Öldürme hükmünü veren iktidar, bu hükmü yerine getiren cellât ve cesedi neşteriyle parçalayan cerrah, cezalandırıcı sistemin ayrılmaz parçalarını oluşturuyor. William Hogarth’ın (1697-1764) ‘Zalimliğin Bedeli’ adlı gravürü, tek bir kişi halinde birleştirilen hükümdar ve cerrahı, iktidar simgesi olan bir tahtta otururken tasvir ediyordu; anatomi masasındaki cesede uygulanan teşrihin cezalandırıcı özellik taşıdığı apaçık şekilde gösteriliyor bu gravürde. Teşrih, halka açık ikinci bir işkence gösterisine dönüşüyor.

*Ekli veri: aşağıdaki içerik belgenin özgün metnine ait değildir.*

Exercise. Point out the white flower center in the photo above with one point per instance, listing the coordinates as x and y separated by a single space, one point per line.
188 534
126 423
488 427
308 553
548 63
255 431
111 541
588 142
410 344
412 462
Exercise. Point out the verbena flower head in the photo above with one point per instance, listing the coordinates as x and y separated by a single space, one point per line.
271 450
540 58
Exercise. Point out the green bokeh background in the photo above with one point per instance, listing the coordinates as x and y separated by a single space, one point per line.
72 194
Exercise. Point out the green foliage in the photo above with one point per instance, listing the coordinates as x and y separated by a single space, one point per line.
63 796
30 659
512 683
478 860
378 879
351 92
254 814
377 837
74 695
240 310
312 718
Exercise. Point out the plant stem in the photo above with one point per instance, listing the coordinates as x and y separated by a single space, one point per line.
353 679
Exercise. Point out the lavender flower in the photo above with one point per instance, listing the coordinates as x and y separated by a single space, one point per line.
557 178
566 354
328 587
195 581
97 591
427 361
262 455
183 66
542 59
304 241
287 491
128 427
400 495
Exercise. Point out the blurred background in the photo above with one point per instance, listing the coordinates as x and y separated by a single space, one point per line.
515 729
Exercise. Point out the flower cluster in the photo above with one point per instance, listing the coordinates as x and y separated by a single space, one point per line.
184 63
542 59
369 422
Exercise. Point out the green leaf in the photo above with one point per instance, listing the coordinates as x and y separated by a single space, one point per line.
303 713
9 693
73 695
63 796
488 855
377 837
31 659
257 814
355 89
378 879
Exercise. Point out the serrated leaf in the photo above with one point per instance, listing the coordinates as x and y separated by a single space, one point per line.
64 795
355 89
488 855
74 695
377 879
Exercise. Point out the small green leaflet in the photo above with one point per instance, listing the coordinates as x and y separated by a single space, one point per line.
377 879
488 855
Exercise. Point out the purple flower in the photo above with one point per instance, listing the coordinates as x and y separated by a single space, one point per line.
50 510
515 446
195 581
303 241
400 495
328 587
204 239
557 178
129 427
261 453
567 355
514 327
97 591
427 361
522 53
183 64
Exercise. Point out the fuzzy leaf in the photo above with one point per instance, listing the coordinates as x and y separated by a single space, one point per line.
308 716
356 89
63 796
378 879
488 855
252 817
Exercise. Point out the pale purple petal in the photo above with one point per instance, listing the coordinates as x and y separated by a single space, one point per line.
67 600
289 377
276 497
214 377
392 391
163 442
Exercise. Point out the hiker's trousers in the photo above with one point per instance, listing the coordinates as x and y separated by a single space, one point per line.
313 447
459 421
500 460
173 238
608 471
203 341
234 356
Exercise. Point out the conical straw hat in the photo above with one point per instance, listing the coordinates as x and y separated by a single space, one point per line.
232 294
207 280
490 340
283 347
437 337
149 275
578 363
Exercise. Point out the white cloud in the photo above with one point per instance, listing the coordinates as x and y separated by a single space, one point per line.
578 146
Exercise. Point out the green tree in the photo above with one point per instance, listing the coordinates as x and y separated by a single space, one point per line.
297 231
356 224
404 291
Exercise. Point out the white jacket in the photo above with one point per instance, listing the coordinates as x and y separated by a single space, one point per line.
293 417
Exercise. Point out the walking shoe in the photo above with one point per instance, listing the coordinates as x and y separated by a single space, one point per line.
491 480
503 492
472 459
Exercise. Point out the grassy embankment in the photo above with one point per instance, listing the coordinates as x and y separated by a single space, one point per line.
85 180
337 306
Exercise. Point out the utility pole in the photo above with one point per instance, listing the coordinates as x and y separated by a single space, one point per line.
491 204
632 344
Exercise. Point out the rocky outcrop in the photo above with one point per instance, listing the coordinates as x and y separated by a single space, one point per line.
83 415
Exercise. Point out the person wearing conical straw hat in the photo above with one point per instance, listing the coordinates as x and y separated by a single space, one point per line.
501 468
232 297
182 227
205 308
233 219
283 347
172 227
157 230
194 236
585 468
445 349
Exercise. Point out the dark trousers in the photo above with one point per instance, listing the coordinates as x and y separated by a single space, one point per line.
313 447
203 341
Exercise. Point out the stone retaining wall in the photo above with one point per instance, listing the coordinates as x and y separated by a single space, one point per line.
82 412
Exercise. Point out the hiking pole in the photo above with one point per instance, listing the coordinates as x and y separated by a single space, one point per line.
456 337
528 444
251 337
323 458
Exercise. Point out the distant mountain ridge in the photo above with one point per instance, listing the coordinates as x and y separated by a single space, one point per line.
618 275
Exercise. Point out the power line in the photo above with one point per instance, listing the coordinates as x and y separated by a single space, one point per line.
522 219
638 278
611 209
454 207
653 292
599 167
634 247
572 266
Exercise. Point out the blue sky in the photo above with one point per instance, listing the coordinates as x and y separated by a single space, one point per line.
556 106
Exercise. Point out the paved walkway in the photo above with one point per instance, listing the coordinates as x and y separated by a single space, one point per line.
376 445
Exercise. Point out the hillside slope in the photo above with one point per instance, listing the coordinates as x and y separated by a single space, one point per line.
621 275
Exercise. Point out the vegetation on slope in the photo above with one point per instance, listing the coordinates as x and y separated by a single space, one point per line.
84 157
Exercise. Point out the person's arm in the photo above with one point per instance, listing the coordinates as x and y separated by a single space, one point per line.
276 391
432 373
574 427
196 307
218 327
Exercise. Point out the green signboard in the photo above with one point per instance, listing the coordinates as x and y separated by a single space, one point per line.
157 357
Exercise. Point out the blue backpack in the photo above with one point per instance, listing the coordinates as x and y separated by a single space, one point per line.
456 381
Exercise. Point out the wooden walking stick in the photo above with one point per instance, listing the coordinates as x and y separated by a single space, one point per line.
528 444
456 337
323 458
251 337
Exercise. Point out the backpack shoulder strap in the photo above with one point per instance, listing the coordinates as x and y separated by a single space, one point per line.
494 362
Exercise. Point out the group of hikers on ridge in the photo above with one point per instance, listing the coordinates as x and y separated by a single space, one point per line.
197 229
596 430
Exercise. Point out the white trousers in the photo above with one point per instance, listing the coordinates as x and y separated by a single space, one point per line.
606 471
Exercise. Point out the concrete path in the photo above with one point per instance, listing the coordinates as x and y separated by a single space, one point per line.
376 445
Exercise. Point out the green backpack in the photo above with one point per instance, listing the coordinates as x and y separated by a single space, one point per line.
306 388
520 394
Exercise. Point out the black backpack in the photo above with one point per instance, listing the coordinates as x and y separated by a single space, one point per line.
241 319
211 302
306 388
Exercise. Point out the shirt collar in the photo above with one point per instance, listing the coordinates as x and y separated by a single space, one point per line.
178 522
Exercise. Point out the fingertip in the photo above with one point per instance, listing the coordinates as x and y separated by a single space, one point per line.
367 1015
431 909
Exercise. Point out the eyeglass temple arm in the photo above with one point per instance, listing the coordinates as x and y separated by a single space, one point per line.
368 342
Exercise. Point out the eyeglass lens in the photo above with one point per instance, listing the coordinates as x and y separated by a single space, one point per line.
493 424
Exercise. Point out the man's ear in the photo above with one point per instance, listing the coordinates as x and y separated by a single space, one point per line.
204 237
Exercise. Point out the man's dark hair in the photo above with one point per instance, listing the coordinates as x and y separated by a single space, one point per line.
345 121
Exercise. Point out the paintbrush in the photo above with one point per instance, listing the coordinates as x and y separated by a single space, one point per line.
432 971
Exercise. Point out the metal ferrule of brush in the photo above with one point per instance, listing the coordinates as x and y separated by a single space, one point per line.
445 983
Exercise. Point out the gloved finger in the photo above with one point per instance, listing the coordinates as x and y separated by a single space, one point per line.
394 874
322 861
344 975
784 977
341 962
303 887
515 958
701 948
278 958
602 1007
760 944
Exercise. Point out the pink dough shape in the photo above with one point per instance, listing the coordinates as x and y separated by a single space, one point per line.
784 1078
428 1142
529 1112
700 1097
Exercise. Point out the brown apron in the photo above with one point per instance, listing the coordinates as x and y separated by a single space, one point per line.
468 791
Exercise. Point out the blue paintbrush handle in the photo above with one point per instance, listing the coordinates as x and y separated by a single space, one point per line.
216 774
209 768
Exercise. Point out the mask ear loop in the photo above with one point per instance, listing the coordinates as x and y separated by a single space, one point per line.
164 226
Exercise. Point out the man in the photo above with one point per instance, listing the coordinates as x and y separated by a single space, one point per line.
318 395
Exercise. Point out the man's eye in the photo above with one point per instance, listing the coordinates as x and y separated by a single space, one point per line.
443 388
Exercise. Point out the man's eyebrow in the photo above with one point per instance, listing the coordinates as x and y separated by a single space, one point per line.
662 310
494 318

Bu gösterilerde bilim ve şehvet iç içe geçiyordu, bedenin örtülü kısımlarının açılması bir tür erotik haz da yaşatıyordu insanlara.

Anatomik amaçlarla parçalanan bedenin aynı zamanda cezalandırılan bir beden olduğunu anlıyoruz. Bunu ilk anatomi bilginlerinden olan Andreas Vesalius’un (1514-1564) ‘De humani corporis fabrica’ (insan bedeninin işleyişi üzerine) başlıklı anatomi kitabında yer alan illüstrasyonlarda da görmek mümkün. İskeletler ve derisi yüzülmüş kadavralar anlatısal bir çerçeve içinde sunuluyor bu kitapta. Darağacından henüz indirilmiş, boynunda hala ip taşıyan kadavranın anatomik çizimi doğrudan doğruya politik göndermeler taşıyor. Anatomi bilimi ve tıbbın politika, devlet iktidarı ve işkenceyle olan bağlantısını görselleştiriyor.

Tıbbın, hem bedeni ve nüfusu, hem de organizmayı ve biyolojik süreçleri konu alan ve böylece disipline edici ve düzene sokucu unsurlara sahip bir bilme-iktidarı olduğunu söylüyordu Michel Foucault. Günümüzde artık tamamen biyo-politikleşen iktidar, bedenler ve bir tür olarak insan nüfusu üzerinde kapsamlı bir denetim kuruyor. Tıpkı ortaçağlarda halka açık, işkenceyi andıran anatomi gösterilerinde olduğu gibi, günümüzde de televizyondaki sağlık programları aracılığıyla kendini büyük bir gösteriye dönüştürüyor, bu gösteriler sayesinde durmadan iktidarını pekiştirip yaygınlaştırıyor.

MIŞ GİBİ YAPAN KADAVRALAR
Biyo-politik iktidarın büyük şovlarından biri olan Gunther von Hagens’in ‘Body Worlds’ sergisi sonunda İstanbul’a geldi. Kadavra heykeller 17 Aralık 2010’a kadar Karaköy Antrepo 3’de sergilenecek. İnsan bedeni ve tüm yaşam döngüsü üzerinde kurulan biyo-iktidarı görselleştiren örneklerle dolu sergi. Andreas Versalius ve Govard Bidloo (1649-1713) geleneğini izleyen Huygens, plastinasyon yöntemiyle sonsuza dek dondurduğu kadavraları anlatısal bir çerçeveye yerleştirerek (satranç oynayan, ata binen, jimnastik yapan kadavralar), biyo-iktidarın sadece yaşam değil, ölüm üzerindeki nihai zaferini ilan ediyor. Sergi duvarlarında yer alan sağlıklı yaşam ideolojisi posterleriyle, hayatın bütünü üzerinde kurduğu disipline edici, düzene sokucu iktidarını neşrediyor. Lakin bu serginin önemli bir yararının olduğunu düşünüyorum: düşünmeyen ama düşünür gibi yapan, eylemeyen ama eyler gibi yapan kadavralar dünyasında yaşadığımızı hatırlatıyor bize.